Usually, Hasura users utilize other identity management and authentication services, Logto being a very popular one among them.
In this blog post, we will assume that you are already using Hasura services. We will introduce how to integrate Hasura and Logto to maximize the security of your data. If you do not have a Logto account, sign up and start using it now!
Background
Hasura employs role-based access management, while Logto uses the standard Role-based access control (RBAC).
In Logto's model and best practices for RBAC, we advise users to use scope
to correspond to the finest granularity of permissions, use role
as a bunch of scope
s for convenient batch operations, and ultimately check scope
(usually on resource providers' side) to verify whether a user can perform a specific operation.
In Hasura, a role
corresponds to the finest granularity of permissions, and permission checks are carried out against role
s. Therefore, during the configuration of Logto, we recommend mapping one role
to exactly one scope
. This approach can link Logto's and Hasura's permissions together to avoid confusion and misuse.
Hasura can support access control using Webhooks or JWT. Our previous blog post introduced how to use Webhooks, and in the following sections, we will explain how to utilize Hasura's JWT mode access control.
Get started
Let's start with a simple example. Suppose a user already has two APIs in Hasura, GET /user
and PATCH /user
, corresponding to two roles: user:reader
and user:maintainer
, respectively.
1. Create Hasura API resource in Logto
Create a Hasura API resource in Logto.
2. Create roles according to Hasura setup in Logto
We need to create two scope
s for the Hasura API resource mentioned in step 1, namely read:user
and maintain:user
, and then create two roles: user:reader
(containing the read:user
scope) and user:maintainer
(including the maintain:user
scope) to correspond one-to-one with Hasura's roles. And assign these roles to Logto users as needed.

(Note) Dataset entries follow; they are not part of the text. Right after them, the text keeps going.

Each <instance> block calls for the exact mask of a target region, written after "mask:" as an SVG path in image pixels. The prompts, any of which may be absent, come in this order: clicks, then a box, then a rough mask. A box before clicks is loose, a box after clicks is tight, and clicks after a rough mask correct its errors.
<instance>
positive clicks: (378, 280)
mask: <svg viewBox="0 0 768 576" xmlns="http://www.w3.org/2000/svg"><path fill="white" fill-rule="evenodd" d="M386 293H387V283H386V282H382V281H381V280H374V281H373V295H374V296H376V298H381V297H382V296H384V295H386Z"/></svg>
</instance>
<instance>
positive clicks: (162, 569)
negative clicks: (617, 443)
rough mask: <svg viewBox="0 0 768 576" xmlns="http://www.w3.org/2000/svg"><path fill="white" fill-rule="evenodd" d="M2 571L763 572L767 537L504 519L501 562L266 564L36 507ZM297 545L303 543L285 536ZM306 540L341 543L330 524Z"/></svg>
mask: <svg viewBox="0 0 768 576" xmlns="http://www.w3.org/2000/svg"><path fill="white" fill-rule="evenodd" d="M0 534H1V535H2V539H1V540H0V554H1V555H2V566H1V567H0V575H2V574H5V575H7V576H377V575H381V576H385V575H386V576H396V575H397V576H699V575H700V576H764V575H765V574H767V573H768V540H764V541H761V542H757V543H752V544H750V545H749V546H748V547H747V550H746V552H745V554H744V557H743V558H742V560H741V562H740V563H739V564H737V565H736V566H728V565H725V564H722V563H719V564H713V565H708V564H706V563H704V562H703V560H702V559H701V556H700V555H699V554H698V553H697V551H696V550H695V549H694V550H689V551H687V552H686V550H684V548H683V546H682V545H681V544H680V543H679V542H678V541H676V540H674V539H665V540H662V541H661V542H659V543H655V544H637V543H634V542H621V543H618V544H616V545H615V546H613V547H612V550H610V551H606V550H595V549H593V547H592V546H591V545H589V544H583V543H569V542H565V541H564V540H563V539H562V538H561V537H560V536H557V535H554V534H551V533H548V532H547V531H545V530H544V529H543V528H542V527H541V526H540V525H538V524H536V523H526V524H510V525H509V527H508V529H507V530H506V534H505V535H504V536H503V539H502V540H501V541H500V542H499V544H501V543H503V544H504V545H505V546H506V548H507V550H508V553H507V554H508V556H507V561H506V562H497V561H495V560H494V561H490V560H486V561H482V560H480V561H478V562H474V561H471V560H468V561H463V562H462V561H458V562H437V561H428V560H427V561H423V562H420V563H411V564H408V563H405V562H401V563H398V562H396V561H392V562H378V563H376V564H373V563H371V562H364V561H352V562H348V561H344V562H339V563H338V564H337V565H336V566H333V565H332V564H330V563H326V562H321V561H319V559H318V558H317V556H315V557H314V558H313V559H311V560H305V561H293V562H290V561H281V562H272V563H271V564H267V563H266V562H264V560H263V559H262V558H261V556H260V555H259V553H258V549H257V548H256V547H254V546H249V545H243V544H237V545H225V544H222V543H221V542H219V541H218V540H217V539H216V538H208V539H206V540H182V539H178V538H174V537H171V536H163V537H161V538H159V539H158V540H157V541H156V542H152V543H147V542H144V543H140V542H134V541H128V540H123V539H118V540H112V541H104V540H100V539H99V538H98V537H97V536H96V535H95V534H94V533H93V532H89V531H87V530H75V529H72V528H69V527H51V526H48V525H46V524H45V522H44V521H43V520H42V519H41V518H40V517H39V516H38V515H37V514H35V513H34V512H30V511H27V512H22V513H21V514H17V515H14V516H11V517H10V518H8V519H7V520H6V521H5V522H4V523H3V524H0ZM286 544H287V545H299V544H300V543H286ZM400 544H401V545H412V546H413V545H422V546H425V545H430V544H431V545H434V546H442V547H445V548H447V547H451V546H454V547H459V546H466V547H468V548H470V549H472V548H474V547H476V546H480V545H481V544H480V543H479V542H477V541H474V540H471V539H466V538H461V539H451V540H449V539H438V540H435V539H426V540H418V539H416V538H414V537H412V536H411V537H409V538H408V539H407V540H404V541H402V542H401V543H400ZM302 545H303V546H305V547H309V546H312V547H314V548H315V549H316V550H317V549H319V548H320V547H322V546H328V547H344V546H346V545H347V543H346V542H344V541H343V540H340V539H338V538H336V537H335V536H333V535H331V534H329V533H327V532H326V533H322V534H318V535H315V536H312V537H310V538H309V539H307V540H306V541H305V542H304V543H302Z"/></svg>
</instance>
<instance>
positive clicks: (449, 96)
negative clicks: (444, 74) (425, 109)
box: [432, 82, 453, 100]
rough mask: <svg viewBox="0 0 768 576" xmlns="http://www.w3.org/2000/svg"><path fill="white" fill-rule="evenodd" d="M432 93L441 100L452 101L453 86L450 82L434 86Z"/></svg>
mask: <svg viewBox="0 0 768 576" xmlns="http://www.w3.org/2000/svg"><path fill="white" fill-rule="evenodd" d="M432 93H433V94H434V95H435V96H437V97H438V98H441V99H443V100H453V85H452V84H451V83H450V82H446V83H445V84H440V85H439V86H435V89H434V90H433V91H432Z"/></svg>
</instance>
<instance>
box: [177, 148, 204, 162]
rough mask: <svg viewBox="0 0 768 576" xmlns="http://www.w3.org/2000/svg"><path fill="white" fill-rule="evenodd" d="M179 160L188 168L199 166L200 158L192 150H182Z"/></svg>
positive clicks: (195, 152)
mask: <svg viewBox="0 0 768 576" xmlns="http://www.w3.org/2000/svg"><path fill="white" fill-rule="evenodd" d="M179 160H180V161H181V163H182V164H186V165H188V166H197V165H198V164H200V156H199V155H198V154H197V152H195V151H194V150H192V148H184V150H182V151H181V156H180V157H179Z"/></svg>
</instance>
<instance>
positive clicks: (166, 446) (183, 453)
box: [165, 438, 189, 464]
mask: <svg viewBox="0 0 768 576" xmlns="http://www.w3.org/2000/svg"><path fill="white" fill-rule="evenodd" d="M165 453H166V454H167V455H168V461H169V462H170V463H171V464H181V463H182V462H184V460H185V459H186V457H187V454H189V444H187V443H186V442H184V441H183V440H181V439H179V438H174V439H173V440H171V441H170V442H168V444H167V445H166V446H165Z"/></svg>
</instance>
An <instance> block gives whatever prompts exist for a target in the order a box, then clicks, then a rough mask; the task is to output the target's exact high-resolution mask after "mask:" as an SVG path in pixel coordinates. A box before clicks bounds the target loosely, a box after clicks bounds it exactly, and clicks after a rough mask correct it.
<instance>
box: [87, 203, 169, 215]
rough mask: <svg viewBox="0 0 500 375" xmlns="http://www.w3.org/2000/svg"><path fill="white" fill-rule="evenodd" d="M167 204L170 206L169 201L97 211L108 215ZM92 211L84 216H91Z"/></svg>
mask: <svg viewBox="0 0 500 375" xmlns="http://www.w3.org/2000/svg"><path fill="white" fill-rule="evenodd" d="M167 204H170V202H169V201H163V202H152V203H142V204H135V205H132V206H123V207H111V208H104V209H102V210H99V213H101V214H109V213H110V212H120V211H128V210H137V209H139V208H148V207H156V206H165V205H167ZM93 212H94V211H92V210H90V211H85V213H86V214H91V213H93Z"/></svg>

3. Configure Hasura environment variable HASURA_GRAPHQL_JWT_SECRET
to enable JWT mode
By looking into Hasura JWT configuration options, we need to add and configure the environment variable HASURA_GRAPHQL_JWT_SECRET
before we can use JWT for access control.
There are many different options that can be configured, but here we introduce the simplest case: only the jwk_url
needs to be configured. This value can be obtained from your Logto's OpenID configuration endpoint (https://your.logto.domain/oidc/.well-known/openid-configuration).

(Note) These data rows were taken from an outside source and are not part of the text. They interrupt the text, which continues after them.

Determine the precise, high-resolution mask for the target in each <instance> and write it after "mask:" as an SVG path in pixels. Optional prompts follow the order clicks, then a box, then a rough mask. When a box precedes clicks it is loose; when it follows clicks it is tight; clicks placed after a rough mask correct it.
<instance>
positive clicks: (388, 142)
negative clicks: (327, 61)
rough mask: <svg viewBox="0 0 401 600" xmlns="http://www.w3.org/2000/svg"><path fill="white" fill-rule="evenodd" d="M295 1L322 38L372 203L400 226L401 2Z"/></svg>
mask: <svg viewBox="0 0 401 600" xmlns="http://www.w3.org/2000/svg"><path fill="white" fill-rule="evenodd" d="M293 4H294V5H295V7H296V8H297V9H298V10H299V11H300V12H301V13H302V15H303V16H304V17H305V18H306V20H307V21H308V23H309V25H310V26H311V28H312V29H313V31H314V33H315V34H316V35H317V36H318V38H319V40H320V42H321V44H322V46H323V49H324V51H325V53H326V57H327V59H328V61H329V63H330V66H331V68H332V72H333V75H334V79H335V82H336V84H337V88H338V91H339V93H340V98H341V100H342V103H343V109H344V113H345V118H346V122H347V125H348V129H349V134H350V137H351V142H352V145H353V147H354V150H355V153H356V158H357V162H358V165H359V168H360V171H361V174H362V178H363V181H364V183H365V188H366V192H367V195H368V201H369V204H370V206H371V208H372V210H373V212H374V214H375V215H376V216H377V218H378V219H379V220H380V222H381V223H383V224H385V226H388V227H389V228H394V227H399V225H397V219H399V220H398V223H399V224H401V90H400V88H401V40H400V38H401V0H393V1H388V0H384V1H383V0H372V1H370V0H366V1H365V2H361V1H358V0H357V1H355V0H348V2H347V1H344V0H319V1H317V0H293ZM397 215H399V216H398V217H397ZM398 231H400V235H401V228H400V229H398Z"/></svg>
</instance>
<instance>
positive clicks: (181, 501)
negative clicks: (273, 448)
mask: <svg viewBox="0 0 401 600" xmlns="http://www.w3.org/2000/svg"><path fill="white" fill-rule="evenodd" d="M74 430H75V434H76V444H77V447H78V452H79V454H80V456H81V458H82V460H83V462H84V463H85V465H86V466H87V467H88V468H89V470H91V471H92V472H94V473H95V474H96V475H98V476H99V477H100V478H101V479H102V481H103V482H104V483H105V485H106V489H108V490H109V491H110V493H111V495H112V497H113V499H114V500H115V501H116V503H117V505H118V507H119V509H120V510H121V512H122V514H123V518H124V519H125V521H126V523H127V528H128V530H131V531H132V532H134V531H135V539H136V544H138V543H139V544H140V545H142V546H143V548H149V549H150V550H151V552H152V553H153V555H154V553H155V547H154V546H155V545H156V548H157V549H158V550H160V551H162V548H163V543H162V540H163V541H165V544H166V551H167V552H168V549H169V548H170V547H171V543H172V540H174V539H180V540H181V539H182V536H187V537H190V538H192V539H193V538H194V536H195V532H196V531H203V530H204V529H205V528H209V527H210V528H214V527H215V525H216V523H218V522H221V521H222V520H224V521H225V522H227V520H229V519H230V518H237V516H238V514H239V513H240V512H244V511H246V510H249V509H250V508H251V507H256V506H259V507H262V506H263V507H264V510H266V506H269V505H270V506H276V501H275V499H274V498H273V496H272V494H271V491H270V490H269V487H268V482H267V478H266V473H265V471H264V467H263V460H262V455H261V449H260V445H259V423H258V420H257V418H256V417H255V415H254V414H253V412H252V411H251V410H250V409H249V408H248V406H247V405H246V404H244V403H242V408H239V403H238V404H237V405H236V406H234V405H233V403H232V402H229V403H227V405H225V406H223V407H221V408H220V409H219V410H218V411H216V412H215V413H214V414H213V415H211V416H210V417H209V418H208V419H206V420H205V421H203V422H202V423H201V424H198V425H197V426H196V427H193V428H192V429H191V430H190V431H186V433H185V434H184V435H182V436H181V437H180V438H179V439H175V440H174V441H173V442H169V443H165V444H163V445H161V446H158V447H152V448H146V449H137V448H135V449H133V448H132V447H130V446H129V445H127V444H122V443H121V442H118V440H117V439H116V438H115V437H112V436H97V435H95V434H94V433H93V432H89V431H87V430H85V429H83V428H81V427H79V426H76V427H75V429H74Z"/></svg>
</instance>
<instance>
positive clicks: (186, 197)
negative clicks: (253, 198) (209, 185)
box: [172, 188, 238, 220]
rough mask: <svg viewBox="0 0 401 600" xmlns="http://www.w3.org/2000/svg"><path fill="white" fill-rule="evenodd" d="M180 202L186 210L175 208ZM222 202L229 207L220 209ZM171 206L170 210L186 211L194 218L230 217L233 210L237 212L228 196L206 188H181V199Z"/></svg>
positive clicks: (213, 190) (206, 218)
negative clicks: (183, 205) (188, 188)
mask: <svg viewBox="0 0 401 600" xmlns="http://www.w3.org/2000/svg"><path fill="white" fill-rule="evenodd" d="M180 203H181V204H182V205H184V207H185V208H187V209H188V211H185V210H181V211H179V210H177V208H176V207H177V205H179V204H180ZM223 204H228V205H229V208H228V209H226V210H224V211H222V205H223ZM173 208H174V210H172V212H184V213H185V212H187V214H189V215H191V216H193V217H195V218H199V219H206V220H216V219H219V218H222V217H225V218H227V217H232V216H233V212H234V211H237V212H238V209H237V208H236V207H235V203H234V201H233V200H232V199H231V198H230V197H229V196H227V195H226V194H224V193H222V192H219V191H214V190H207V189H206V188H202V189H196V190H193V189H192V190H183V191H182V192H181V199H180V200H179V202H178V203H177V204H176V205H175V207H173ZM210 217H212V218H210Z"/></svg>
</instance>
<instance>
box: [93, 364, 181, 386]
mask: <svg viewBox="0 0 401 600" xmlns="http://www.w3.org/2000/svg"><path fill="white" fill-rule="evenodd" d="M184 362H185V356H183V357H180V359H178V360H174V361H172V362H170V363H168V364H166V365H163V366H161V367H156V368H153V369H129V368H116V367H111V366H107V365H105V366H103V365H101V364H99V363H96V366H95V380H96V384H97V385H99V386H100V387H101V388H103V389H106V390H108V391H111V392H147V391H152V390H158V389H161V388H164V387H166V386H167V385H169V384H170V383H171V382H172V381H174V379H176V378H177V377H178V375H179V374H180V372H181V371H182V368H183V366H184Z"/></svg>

4. Customize user access token extra claims
Using Logto's custom token claims feature, customize the logic to add extra claims to the user access token.
Customize the getCustomJwtClaims
method to add data in the JWT that Hasura relies on for implementing access control. This can include data related to the user being authorized during that instance, including role
s they possess, which can be accessed through context
.
We have also defined an environment variable USER_DEFAULT_ROLE_NAMES
to avoid hardcoding.
5. Integrate Logto SDK
After configuring Logto and Hasura, integrate your app with the Logto SDK. Here we use a React example to preview the user access token issued by Logto after user sign-in.

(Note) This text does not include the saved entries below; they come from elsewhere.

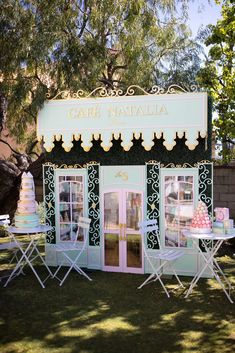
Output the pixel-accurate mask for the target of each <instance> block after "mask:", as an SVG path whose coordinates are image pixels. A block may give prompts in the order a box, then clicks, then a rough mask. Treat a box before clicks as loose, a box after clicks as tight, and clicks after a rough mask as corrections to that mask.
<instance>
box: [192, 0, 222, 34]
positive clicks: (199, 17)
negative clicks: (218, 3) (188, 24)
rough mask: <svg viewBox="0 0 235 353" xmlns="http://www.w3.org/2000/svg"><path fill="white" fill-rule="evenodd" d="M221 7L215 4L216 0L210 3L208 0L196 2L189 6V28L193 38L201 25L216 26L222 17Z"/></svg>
mask: <svg viewBox="0 0 235 353" xmlns="http://www.w3.org/2000/svg"><path fill="white" fill-rule="evenodd" d="M220 9H221V6H218V5H216V4H215V1H214V0H211V1H210V3H208V0H194V2H192V3H191V4H190V6H189V21H188V24H189V27H190V28H191V30H192V34H193V37H194V36H196V34H197V31H198V29H199V27H200V26H201V25H203V26H207V25H208V24H216V22H217V20H218V19H219V18H220V17H221V15H220Z"/></svg>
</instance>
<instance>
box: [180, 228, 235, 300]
mask: <svg viewBox="0 0 235 353" xmlns="http://www.w3.org/2000/svg"><path fill="white" fill-rule="evenodd" d="M184 235H185V236H186V237H187V238H190V239H192V241H193V243H194V244H195V246H196V248H197V249H198V251H199V254H200V255H201V256H202V258H203V259H204V261H205V262H204V264H203V265H202V266H201V268H199V270H198V272H197V273H196V274H195V276H194V277H193V279H192V281H191V284H190V287H189V289H188V291H187V293H186V295H185V298H187V297H188V296H189V294H190V293H192V290H193V288H194V287H195V285H196V284H197V282H198V280H199V279H200V277H201V276H202V275H203V273H204V272H205V270H206V269H207V268H209V269H210V270H211V272H212V275H213V276H214V277H215V279H216V280H217V282H218V283H219V284H220V286H221V287H222V289H223V291H224V293H225V295H226V296H227V298H228V300H229V301H230V303H233V300H232V298H231V295H230V292H231V289H232V285H231V283H230V282H229V280H228V278H227V277H226V276H225V274H224V272H223V271H222V269H221V267H220V266H219V264H218V262H217V260H216V257H215V256H216V254H217V252H218V250H219V248H220V247H221V245H222V244H223V242H224V241H225V240H228V239H232V238H235V233H233V234H216V233H209V234H205V233H204V234H199V233H197V234H195V233H191V232H190V231H185V232H184ZM199 241H201V243H202V244H201V245H202V247H203V248H204V249H205V252H203V251H202V249H201V246H200V243H199ZM210 241H213V245H212V246H209V244H208V243H211V242H210ZM206 255H207V256H206ZM222 278H223V280H224V282H225V283H226V284H227V285H228V290H227V289H226V288H225V285H224V283H223V282H222Z"/></svg>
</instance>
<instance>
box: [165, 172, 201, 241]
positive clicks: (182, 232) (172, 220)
mask: <svg viewBox="0 0 235 353" xmlns="http://www.w3.org/2000/svg"><path fill="white" fill-rule="evenodd" d="M194 197H195V196H194V176H193V175H177V176H165V177H164V202H165V205H164V211H165V227H164V228H165V246H170V247H186V246H187V241H186V238H185V236H184V235H183V231H184V230H186V229H189V226H190V223H191V220H192V217H193V210H194Z"/></svg>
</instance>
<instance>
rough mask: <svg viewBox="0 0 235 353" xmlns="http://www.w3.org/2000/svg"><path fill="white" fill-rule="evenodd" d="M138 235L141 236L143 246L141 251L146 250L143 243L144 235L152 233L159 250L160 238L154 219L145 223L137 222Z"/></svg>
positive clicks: (156, 225)
mask: <svg viewBox="0 0 235 353" xmlns="http://www.w3.org/2000/svg"><path fill="white" fill-rule="evenodd" d="M138 226H139V230H140V233H141V235H142V244H143V249H144V251H145V249H146V245H147V244H146V243H145V235H146V234H147V233H150V232H151V233H154V235H155V236H156V237H157V241H158V245H159V249H160V250H161V249H162V248H161V243H160V238H159V234H158V229H159V228H158V224H157V220H156V219H149V220H147V221H143V222H139V223H138Z"/></svg>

First, we assign the previously created user:reader
and user:maintainer
roles to the user, and then log in as that user.
const config: LogtoConfig = {
endpoint: 'http://localhost:3001',
appId: '<your-application-id>',
appSecret: '<your-application-secret>',
scopes: [
...// existing scopes
'read:user',
'maintain:user',
],
resources: [
...// existing resources
'https://*.hasura.app/api',
],
};
Obtain the user access token and request Hasura APIs:
const accessToken = await logto.getAccessToken('https://*.hasura.app/api');
// Before sending the request to Hasura
request.headers.set('Authorization', `Bearer ${accessToken}`);
request.headers.set('x-Hasura-Role', '<required-role-for-the-endpoint>');
Conclusion
In this article, we provide another method of JWT-based access control supported by Hasura, other than Webhook.
By comparing the processes of Hasura's Webhook and JWT access control, we can see that the Webhook approach sends a Webhook to Logto and waits for a response with every Hasura request; whereas the JWT-based approach can continuously be used until the JWT expires.
The JWT approach can reduce network load and eliminate the network latency brought by Webhooks; meanwhile, the Webhook approach can synchronize changes in user permissions in real-time.
Users can choose the appropriate approach based on these conclusions, combined with their actual business needs.